In my smoker at work...I could hold a temperature pretty well (assuming we aren't interupted for too long). But I've never tried to hold a temperature over 300_f_...I guess I'll see how it goes. I am thinking of getting one of the ceramics to use at home, maybe the GrillDome. I've heard that the ceramics are extremely versatile and give consistant results, but the few times I've tried to smoke on a WSM I didn't do so well. With the off-set smokers that I've used I do so much better regulating the temperature.

The meat is a decent choice, cap on, 1/4" fat on. No bone. We also have a monster Viking stove at work too, there'll be plenty of room :lips:

Thanks, 
dan


----------



## boar_d_laze (Feb 13, 2008)

Sounds like you have a plan. But, at the risk of giving advice gratuitously...

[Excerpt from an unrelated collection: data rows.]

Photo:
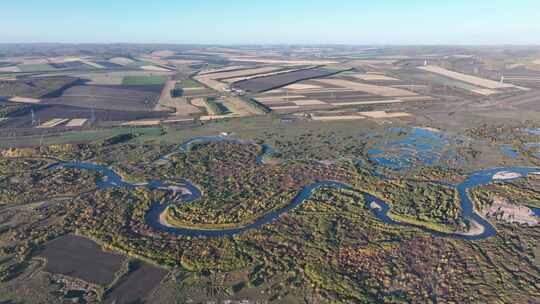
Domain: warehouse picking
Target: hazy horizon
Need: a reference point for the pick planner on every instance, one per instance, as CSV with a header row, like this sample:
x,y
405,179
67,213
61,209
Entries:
x,y
302,22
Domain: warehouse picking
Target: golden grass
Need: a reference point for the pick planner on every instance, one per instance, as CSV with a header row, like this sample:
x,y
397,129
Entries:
x,y
53,123
368,88
242,73
482,82
121,60
24,99
367,102
384,114
308,102
302,86
77,122
339,117
373,77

Smokin' Pit Pros have been around forever. They're known as SnPPs in barbecue land.

SnPPs need a few mods to work their best. 1. A baffle at the firebox opening, in the cookchamber side. 2. An extension for the flue, so the inside opening is at the upper cooking grate height. 3. A Maverick ET-73 thermometer as described in the previous post. 4. A water pan (preferably a loaf pan) in the cook chamber. 5. A charcoal basket (made of expanded metal). And, 6. A drip pan below the cooking area (does that count as a mod? Maybe not). Each of these makes a big difference. If you can manage to tighten up your small offset a little -- you can cook as well as the bigboys.

It takes about two hours to do the mods. Not counting the basket and the thermometer, you're looking at around $20. The basket will probably cost you about $20 to wire together (or weld if you can do your own welding). The thermometer is worth every nickel. I can't tell you how much better it makes the experience.

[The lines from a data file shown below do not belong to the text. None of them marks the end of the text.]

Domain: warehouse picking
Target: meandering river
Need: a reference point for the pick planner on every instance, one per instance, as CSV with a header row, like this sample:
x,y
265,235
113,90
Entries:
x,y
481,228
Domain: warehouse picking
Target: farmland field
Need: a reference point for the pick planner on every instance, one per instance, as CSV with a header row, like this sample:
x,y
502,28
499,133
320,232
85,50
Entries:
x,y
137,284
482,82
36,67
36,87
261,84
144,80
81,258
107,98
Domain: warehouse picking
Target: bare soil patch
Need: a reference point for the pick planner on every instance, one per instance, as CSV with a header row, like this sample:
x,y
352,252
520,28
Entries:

I'd rate the charcoal basket and thermometer as the top two. The thermometer is obvious -- you get an accurate reading of everything important and your not tied to the cooker. The basket gives you a much longer lasting fire, which burns at a steadier temp. "Longer lasting" doesn't only mean more convenient, but more efficient. You burn less charcoal. Steadier temp means you cook better. Because the air-flow efficiency is improved, you can also run a hotter fire. On the negative side -- 15 minutes and 15 bucks.

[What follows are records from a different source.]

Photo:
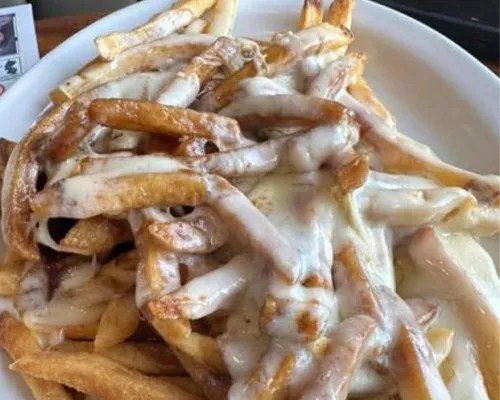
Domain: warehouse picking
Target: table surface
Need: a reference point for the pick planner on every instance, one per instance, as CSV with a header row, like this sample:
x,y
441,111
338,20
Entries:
x,y
52,32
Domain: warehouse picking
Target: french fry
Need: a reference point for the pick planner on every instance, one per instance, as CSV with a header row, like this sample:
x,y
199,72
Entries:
x,y
415,371
85,304
154,56
202,296
345,352
337,76
224,17
362,92
20,180
6,149
18,341
161,25
185,88
200,233
315,40
284,110
311,14
108,195
118,323
203,349
96,235
98,376
148,358
151,117
213,386
340,13
452,281
77,125
350,277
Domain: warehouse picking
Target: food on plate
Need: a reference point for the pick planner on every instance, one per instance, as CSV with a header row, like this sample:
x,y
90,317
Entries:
x,y
199,216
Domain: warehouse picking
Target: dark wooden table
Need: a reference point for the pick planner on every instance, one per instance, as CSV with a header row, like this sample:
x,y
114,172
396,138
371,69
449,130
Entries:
x,y
52,32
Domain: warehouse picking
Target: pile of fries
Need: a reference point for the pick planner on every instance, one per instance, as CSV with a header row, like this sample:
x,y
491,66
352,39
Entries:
x,y
205,217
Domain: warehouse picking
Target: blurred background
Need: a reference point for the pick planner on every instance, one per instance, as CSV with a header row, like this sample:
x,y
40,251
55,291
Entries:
x,y
474,24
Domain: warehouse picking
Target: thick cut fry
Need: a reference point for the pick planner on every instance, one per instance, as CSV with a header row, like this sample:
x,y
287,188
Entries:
x,y
201,232
182,92
415,368
18,341
284,110
350,277
344,354
118,323
148,358
161,25
98,376
362,92
20,181
311,14
204,295
340,13
154,56
85,304
337,76
6,149
315,40
77,124
88,196
223,18
96,235
213,386
442,271
150,117
203,349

If you're interested in a FAQ and set of instructions on all of these, except for the Maverick thermometer, I'll hook you up with a link. In fact: http://www.bbqinstitute.com/SmokerModifications.pdf I suggest not bothering with the thermometer mod, just buying a Mav ET-73 instead.

Also, here's a little more on simple on modding an SnPP and making a charcoal basket, but more for the guy who can weld than the guy who can barely find the hardware store: index

SnPPs do not make very good stick burners. A "stick burner" is an offset which burns logs only -- no charcoal. The best way to get smoke and heat from your little offset is to mix chunks of hardwood with your hardwood lump charcoal. Preferably in a basket. The reasons SnPPs (and small offsets in general) do not make good stick burners is because of the small firebox size. Small fireboxes mean small sticks. Small sticks burn fast, drop a lot of heat when they burn down, and need constant tending. Also, small fireboxes are incredibly sensitive to bad and green wood. A small flaw can wreck a big roast. Big offset fireboxes have very different airflow and not only are they more resistant to these sorts of problems -- some very good barbecures only use green wood. Go figure.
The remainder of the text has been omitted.